The University of Dodoma (UDOM) will soon be making software to be used for Microsoft platforms such as Windows as well as Nokia mobile phones, it has been revealed.
The Chief Executive Officer and Senior Government Advisor with the Dar Teknohama (ICT) and Business Incubator, Mr George Mulamula, said in Arusha recently that the special programme to that effect is expected to start next month at UDOM.
The initiative will, at a later stage, also involve other institutions of higher learning such as the University of Dar es Salaam. Speaking during the official closing of the first phase training for local entrepreneurs in Arusha Region, Mr Mulamula said they have a special agreement with Microsoft, which is the world’s leading computer software and hardware maker, through which Tanzanian students can create software.

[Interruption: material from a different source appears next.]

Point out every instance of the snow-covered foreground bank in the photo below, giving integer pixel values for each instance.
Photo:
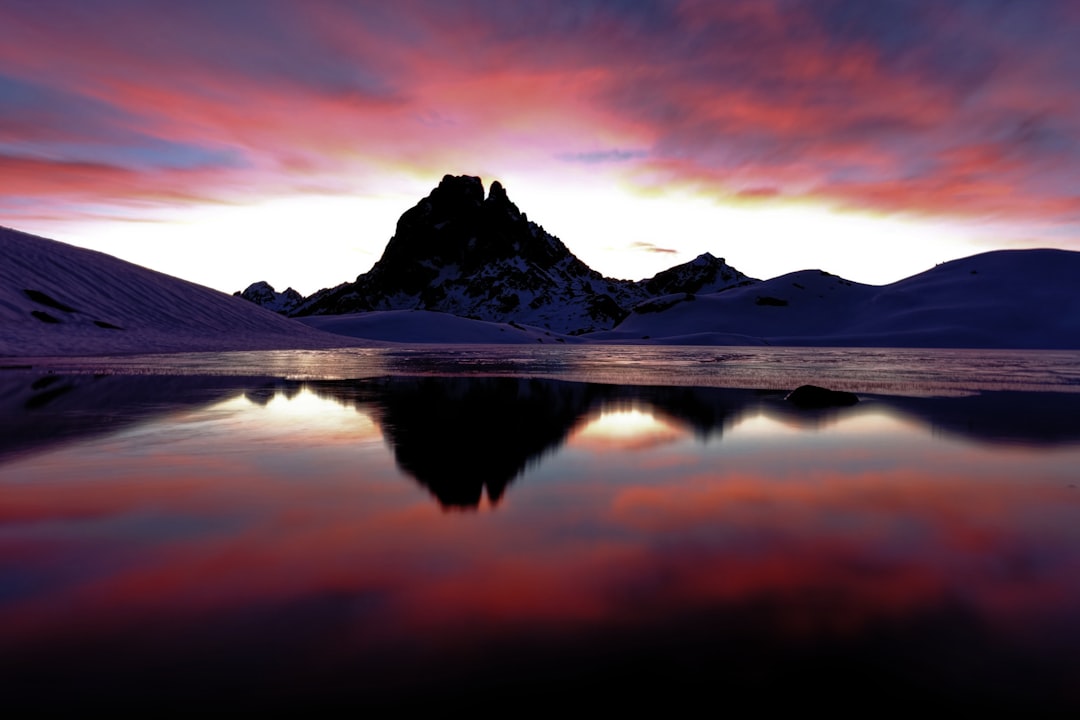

Microsoft’s operating system (Windows) reportedly runs in over 80 per cent of Personal Computers being used in the world today. The tech giant recently also acquired the Finnish Mobile phone manufacturing company Nokia.
If all goes well, students at the University of Dodoma will make software that will run in Windows computers and tablets as well as Nokia phones that operate under the mobile version of windows platform.
Tanzania, through the Commission for Science and Technology (COSTECH), has signed a special agreement with yet another technology giant IBM through which local scholars will be allowed to make use of various patents filed by IBM to create software.
‘’That follows President Jakaya Kikwete’s recent visit to the United States where he toured the IBM facilities and the tech giant agreed to come to Tanzania and lay open all its patent for the local students here to try and make their own technological inventories based on the patents,’’ said Mr Mulamula.
The Dar Teknohama (ICT) training has benefitted 11 trainees in Arusha among them young Patrick Michael Moshi who has just created a special tourism marketing software known as ‘Go-Join Africa’ to run on the Android platform and soon to be made available on Google’s play-store.